Lyrically the album is brutally honest. Stay Sick is a broken a bent finger flipping off the US Healthcare Industry, while Corporate Lunch sneers at unspoken injustices between upper and lower classes. There is no room for interpretation in these lyrics. Healthcare sucks. The rich are getting richer. Humanity is in a holding cage of our design. Nice, sweet, mean and too the point. All this delivered in the format of rap. Normally rapping over industrial music is hit or miss.. It either sounds like someone badly spewing angry poetry while someone pounds out teenage angst on a sequencer, or the words and rhythm hit you like a ton of bricks as you've just gotten swept under the complex music, and the combination on the ears is like salty-sweet candy.
CODA is definitely salty-sweet ear candy.
While the talent and abilities of the new line up are beautifully demonstrated, the length of the album does leave the listener to pause.
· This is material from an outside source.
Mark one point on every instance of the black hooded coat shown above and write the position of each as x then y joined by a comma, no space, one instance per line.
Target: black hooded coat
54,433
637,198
It feels like this really awesome musical ride, ends way too quickly. Considering the band's punk influences this is to be expected, but as an industrial album it feels too short. The album closes with a remix of Stay Sick by Bazinet's side project 64k. This seems to have become the new “hidden track” at the end of the album, as standard of the genre. Closing with a remix or two, so the DJ's don't complain too much, and the listeners get some really creative reprises of the album highlights.
In closing, CODA is brutally honest, well-produced, but sadly too short. If this is what the current line-up is capable of, I hope that its around for a long while and that their next album contains 16 songs of awesome rather than 8.